As it turns out, 90% humidity is also too much humidity for my very strong brain to find a good theme for this week’s column. No one wants to read 800 words about oppressive July days — besides, then we’d just get into a competition about whose weather is worse, even though we all  know that mine is.

It’s just too steamy to think. Instead of a coherent and/or moving and/or funny column about this vocation we all share, all my distracted (but strong!) brain can offer are a few disconnected observations.

blue tile floor with bubbles all over it

This is how unfocused I have been: I put dishwashing liquid in the dishwasher. As a friend put it, “You totally Brady Bunched it!” Reader: I totally did.

So many mother runners commented on my “Meaningful Miles” post about Heidi. Her last treatment (should the schedule hold) will be August 14. We’re noodling around with ideas for some kind of virtual group run but nothing has stuck yet. There’s still some time to pull something together, even if we are buying poster board and glitter the night before in true mother runner style.

Because I’m going to run a fast 5K on July 20, Coach put 4 30-second hard-as-you-can intervals on the schedule after my 3-mile easy run. The sidewalk in front of my house one of the few flat sports in the neighborhood, so I took off on the first :30 right after I turned the corner for home. Then I nearly ran headlong into this little guy (or gal).

small deer

He took a step back; I took a step back. I could hear him breathing; I imagine he could do the same for me. I decided to go back to running and hoped he wouldn’t leap into me. Instead, he just watched all four intervals as he stood in one spot and ate my neighbor’s shrubs. The deer are confident in my neck of the woods.

Two ultra-runners are sharing their stories and proving that exposing your vulnerabilities makes you stronger. Katie Arnold, who has a column in the New York Times this week, is familiar to the tribe already.
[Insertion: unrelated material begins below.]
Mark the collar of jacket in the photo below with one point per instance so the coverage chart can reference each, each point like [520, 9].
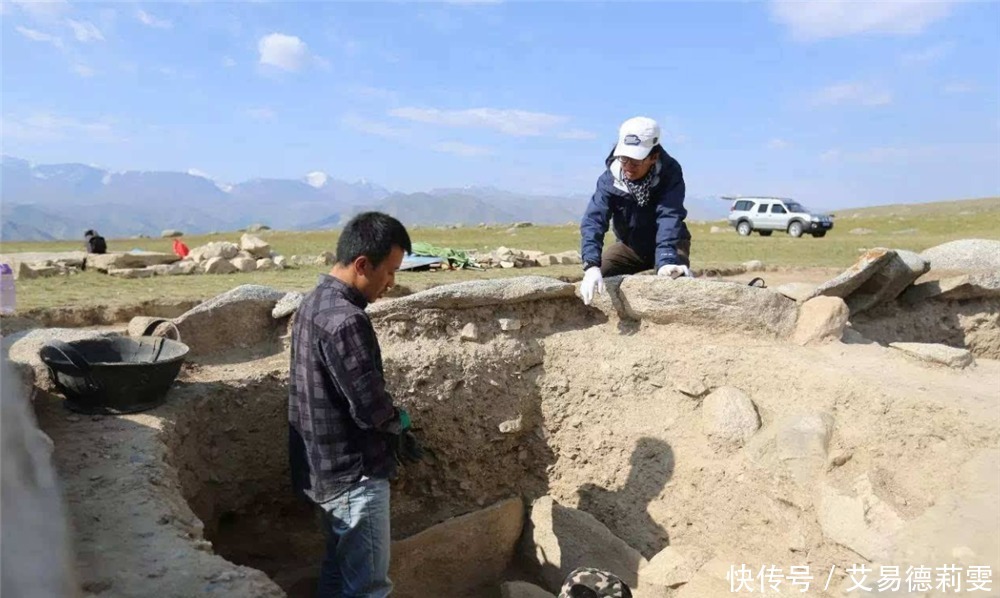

She’s been on the pod. Her Running Home: A Memoir one all BAMRs should read, even if you have no dreams of running very far. Arnold reminds us that she isn’t Superwoman — and that the goal of becoming her isn’t a goal worth pursuing.

While Katie feels like a friend, Amelia Boone may not. Boone is best known for kicking serious ass in obstacle racing. She moved into ultras a few years ago and took on the infamous Barkley. On social media, Boone is candid about silly things like her love for Pop Tarts and frustrating things like her continual injuries. This week, she revealed she’d been in treatment for the last few months because of her eating disorder. Her raw and fierce post is a testament to her strength.

giant rooster on a porch

Who doesn’t have a giant rooster in their neighborhood?

A local deli/convenience store put this giant rooster out on its front stoop at some point. I nearly hurt myself laughing when I ran past it. Drivers roaring past must have thought I was being attacked by bees. I can’t be the only Bloggess fan, can I? Knock, Knock.

Book cover.


Part of my summer haze can also be chalked up to working on a round of edits for Somebody’s Gotta Do It, my book (!) that will be out in March. At any given moment, three-quarters of my brain is thinking about chapter titles and commas. The movies make book publishing look so sexy. Sadly, the real process involves sitting along in a room, staring at a screen, and wondering if you ever really knew how the English language works.

On that note, how’s your summer running going? Having a blast? Has it happened so fast?